In the face of a pernicious invading foe, what’s a restoration biologist to do? If you’re the director of research at one of the world’s leading centers of restoration ecology – the art and science of rebuilding lost or threatened landscapes – you experiment.

Joy Zedler working with students in the field
Joy Zedler, standing above, Aldo Leopold Professor of Restoration Ecology, works with graduate students to determine the degree of encroachment of reed canary grass in the UW–Madison Arboretum. Aided by runoff, this exotic plant has overwhelmed a large tract of Greene Prairie. Photo Jeff Miller.

Early-season sprouts
Early-season sprouts poke through the prairie soil. Photo Jeff Miller.

Joy Zedler, Aldo Leopold Professor of restoration ecology, is proposing just that as she confronts the menace of reed canary grass. Aided by urban runoff, this exotic plant has overwhelmed a large tract of the Arboretum‘s Greene Prairie, considered to be one of the world’s finest restored wet prairies.

The experiment, which involves introducing native plant species that might be able to stand up to the invader, may provide new insights into combating the mushrooming problem of exotic plant species, which aggressively displace native vegetation and cause loss of biodiversity.

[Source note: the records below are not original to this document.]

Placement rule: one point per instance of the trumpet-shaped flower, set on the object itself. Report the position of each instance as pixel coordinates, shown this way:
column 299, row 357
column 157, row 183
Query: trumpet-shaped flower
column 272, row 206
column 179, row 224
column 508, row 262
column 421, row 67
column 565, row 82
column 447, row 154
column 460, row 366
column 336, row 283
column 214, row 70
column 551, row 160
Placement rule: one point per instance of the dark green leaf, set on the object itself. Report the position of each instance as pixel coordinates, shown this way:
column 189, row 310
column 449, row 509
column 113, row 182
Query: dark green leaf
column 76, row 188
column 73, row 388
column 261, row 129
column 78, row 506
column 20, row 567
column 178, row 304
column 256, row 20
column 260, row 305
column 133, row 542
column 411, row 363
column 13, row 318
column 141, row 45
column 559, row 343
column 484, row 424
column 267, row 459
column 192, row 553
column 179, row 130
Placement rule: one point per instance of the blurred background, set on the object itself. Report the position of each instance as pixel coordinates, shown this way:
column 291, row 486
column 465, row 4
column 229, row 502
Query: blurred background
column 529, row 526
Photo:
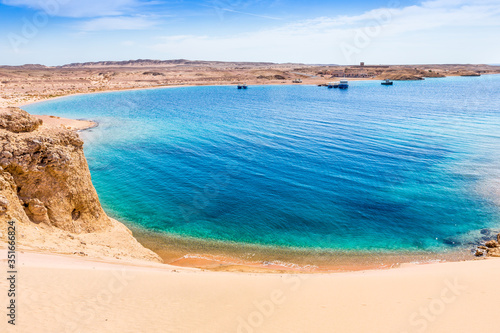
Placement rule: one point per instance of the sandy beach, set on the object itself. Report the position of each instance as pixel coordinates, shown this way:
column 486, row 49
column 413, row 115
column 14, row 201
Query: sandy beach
column 69, row 294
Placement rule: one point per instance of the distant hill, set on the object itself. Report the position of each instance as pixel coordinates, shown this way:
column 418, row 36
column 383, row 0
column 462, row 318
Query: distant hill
column 162, row 63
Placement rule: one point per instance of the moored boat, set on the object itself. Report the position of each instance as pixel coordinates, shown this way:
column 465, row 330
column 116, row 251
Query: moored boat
column 343, row 84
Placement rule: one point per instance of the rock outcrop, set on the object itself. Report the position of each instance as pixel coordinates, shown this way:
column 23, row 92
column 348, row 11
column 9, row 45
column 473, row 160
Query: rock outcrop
column 45, row 186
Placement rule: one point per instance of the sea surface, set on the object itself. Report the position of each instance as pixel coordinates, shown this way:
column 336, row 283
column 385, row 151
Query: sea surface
column 409, row 167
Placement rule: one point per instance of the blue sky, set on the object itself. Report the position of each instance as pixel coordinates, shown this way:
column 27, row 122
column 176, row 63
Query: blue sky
column 54, row 32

In the large-scale experiment, Zedler envisions that six one-acre study plots would be cordoned off in the site. Three plots would act as controls of solid reed canary grass and three would receive a mosaic of treatments, including the planting of experimental native plant assemblages.

In addition to providing research and teaching opportunities for university faculty and students, Zedler hopes her strategy will educate the public about the problem of biodiversity loss.

“Until loss of biodiversity stares you in the face, it’s hard to comprehend,” Zedler says. “The experiment will provide a place to see side-by-side a diverse habitat with native plants, and monotypic reed canary grass. The public can then begin to form impressions about what they prefer.”

In the 1940s, Henry Greene, a UW botanist and prairie expert, almost single- handedly restored the prairie that bears his name after the former farmland became part of the Arboretum. Don Waller, professor of botany and former chair of the university’s arboretum committee, says Greene Prairie is “one of the best reconstructed prairies in the country” and one that has taught ecologists much about the science of restoration.

Although some varieties of reed canary grass are native to the United States, Zedler believes the plant now overrunning the prairie is a weedy European strain that has been extensively planted as forage for dairy cows and to prevent soil erosion. This variety not only aggressively displaces native plants, but furnishes poor habitat for native wildlife as well, Zedler says.

Across the country, invasive species such as reed canary grass, “are one of the four main engines of biodiversity loss,” says Waller. Human changes to the landscape tend to favor the growth of these weedy plants.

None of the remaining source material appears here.